Все эти мыслители и поэты были ревнителями чистой музыки. Но они больше любили говорить о ней, чем писать ее. Впрочем, иногда им случалось кое-что написать. И получалась музыка, которая ничего не желала выражать. К сожалению, это нередко удавалось: такая музыка действительно не говорила ровно ничего, — по крайней мере, сердцу Кристофа. Правда и то, что он не владел ключом к ней.

Чтобы понимать иностранную музыку, нужно взять на себя труд изучить ее язык, отрешившись от мысли, будто знаешь его заранее. Кристоф же, как всякий истый немец, считал, что уже владеет им. Не будем слишком к нему строги! Ведь многие французы сами понимали этот язык не лучше Кристофа. Подобно немцам эпохи Людовика XIV, которые столь усердно изощрялись во французской речи, что под конец совсем забыли родной язык, французские музыканты XIX века настолько разучились говорить по-французски, что французская музыка стала для них чужеземной грамотой. Только совсем недавно началось движение, ратовавшее за то, чтобы во Франции говорили по-французски. Однако не всем это удавалось, привычка укоренилась слишком глубоко: за исключением очень немногих, французская речь французов звучала по-бельгийски или же сохраняла немецкий душок. Естественно поэтому, что немец впадал в заблуждение и со свойственной ему самоуверенностью заявлял, что это плохой немецкий язык, не означающий ровно ничего, — ибо он, немец, ничего в нем не понял.

Кристоф же полагал, что и понимать тут нечего. Французские симфонии казались ему отвлеченной диалектикой, в которой музыкальные темы противопоставлялись одна другой или следовали друг за другом наподобие арифметических действий, — для обозначения их комбинаций можно было бы с таким же успехом пользоваться цифрами или буквами алфавита. У одних произведение строилось на последовательном развертывании определенной звуковой формулы, которая, выступая в законченном виде только на последней странице последней части, оставалась в зачаточном состоянии на протяжении девяти десятых вещи.

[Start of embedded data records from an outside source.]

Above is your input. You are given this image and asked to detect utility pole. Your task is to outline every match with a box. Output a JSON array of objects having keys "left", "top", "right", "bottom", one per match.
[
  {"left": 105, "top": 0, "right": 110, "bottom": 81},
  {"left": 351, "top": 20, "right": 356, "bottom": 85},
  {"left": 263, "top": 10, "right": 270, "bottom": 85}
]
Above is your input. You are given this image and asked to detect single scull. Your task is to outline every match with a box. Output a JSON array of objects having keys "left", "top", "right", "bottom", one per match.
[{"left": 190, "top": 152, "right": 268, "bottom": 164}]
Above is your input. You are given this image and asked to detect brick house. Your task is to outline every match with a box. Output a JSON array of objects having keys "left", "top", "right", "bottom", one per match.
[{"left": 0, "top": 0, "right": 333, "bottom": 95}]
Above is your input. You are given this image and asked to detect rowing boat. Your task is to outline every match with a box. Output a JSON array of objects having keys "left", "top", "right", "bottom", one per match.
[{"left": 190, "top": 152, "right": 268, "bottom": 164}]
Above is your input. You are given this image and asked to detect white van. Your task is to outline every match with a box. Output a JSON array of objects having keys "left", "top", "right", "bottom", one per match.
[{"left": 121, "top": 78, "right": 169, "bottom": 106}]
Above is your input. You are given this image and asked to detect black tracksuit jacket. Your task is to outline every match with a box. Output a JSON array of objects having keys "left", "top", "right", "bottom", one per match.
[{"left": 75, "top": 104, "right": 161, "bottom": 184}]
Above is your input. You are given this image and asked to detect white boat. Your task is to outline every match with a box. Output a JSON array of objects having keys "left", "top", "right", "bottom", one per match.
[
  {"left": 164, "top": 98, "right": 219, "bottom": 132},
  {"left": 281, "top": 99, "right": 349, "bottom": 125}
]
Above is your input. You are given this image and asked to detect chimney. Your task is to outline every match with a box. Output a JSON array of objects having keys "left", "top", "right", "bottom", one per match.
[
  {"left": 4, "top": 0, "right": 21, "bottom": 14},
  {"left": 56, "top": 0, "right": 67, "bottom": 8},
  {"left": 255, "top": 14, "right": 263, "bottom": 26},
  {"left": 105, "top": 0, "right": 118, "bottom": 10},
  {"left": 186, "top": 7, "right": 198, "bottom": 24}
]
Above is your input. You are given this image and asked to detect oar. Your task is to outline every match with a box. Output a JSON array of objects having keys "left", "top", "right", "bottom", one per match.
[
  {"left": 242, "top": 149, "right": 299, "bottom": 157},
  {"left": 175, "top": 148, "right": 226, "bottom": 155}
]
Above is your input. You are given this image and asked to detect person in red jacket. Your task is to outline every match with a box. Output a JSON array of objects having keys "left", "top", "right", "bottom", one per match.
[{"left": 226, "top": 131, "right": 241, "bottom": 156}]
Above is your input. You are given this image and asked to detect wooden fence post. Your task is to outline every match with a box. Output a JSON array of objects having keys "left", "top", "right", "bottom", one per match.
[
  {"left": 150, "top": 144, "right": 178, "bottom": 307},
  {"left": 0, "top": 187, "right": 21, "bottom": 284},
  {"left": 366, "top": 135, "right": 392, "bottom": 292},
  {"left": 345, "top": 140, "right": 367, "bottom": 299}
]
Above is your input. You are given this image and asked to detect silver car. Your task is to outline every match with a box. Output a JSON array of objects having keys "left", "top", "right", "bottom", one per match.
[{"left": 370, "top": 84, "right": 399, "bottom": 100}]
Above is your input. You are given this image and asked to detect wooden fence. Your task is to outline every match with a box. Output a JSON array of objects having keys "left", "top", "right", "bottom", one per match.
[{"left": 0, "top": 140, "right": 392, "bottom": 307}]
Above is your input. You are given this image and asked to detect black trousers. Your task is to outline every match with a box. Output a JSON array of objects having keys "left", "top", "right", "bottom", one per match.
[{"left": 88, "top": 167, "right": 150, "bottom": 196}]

Другие загромождали тему вариациями, и она появлялась лишь в конце, нисходя понемногу от усложненности к простоте. Это были очень замысловатые игрушки. Забавляться ими могла лишь глубокая старость и раннее детство. Изобретателям своим они стоили неслыханных усилий. Годами вынашивалась какая-нибудь фантазия. Не один композитор поседел в поисках новых комбинаций аккордов, чтобы выразить… не все ли равно, что? Выразить новую выразительность. Как наличие того или иного органа создает соответствующие потребности, так и выражение в конце концов всегда порождает мысль; самое существенное — чтобы она была новой. Нового, нового, какой угодно ценой! Они испытывали болезненный страх перед «уже сказанным». Даже самые талантливые были парализованы этой болезнью. Чувствовалось, что они все время с тревогой следят за собой, вымарывают написанное, терзаются, спрашивая себя: «Ах, боже мой, где я уже слышал это?» Есть композиторы, — особенно много их в Германии, — которые только тем и заняты, что склеивают чужие фразы. Во Франции, наоборот, сочинив фразу, композитор проверяет, не встречается ли она в каталоге уже использованных другими мелодий, и скоблит, скоблит бумагу, меняет форму своего носа, до тех пор, пока он не перестает быть похожим на все известные ему носы и даже на нос вообще.